Every Saturday morning, Hill and others meet at 7:30 a.m. at the newly remodeled train depot parking lot in downtown Hattiesburg for what some are calling a great way to fellowship, meet people, have fun and stay healthy.
"I like riding in a group," John Thomsen, 67, said.
The Petal resident caught wind of Hill's bike ride plans on a Hattiesburg American forum and tried the group out last week.
That ride - which took him through the historic district, down brick streets and through places not easily accessible - hooked him.
"They're true, pleasurable and scenic bike rides," he said yesterday during his second week riding with the group.
The post-dawn city sights and sounds is what keeps Jeff Moore, 17, pedaling along with the group.
"I like to come out when the city is quiet and take a ride," the Petal resident said.
Hill of Petal has watched the group grow from four riders to 10 since starting about a month ago.
"I'd like to see this whole parking lot be full," he said, glancing around at the cars with bike racks parked in the depot lot.
He's a biker with a fitness goal.
"I was going to school, and I was overweight," he said, explaining how he got hooked on the healthy hobby.
To reach weight goals, Hill began biking the 14-mile, round-trip haul from Petal to the University of Southern Mississippi for classes.
But he had to do some preliminary endurance work first to get in shape.
"I started riding my bike around the neighborhood to be able to go the full distance," he said. "I built up from 1 mile, to 4 miles - then 10."
Now, he rides 20 to 30 miles a week.
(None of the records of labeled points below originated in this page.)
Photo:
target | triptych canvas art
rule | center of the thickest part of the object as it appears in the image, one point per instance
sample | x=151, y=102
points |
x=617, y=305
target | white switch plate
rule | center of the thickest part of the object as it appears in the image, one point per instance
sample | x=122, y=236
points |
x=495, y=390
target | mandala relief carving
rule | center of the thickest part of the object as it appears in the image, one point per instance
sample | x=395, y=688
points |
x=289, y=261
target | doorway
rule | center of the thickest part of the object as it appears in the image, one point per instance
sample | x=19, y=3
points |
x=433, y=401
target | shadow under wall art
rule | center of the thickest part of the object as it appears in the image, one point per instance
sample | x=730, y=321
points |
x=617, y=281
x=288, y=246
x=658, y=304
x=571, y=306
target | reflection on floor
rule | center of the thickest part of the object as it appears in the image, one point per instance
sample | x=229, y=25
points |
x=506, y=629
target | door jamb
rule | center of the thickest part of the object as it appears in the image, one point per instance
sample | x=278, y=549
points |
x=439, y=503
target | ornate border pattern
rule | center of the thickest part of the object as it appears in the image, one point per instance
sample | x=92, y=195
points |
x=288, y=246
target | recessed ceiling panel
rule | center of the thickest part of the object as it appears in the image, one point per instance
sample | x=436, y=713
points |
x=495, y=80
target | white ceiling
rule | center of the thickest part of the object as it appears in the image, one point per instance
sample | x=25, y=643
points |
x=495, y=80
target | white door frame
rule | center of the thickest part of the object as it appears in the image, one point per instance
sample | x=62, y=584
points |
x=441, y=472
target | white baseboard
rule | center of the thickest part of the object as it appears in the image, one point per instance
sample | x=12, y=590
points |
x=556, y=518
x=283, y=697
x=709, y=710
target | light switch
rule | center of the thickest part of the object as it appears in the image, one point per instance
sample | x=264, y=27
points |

The pounds melted away, but not as rapidly as he had hoped.
"I'd lose more if I had time to ride," Hill said, adding he works two jobs and attends school full time.
Weight loss isn't Hill's only motivating force.
"I feel more self-sufficient on a bike rather than having to trust the mechanics of a car," he said.
And he's proud.
"It's a feeling of accomplishment - going from a half-mile to the full distance," Hill said, adding he'd like to see more people out riding.
Tour De Hattiesburg rides take about an hour, and riders cover about 10 miles.
James Moore, owner of Moore's Bike Shop in Hattiesburg and a Petal alderman, takes part in the rides. He said casual, coffee shop-type clothing is recommended instead of expensive, intimidating bike gear.
"They're flat-footed, laid-back rides," Moore said.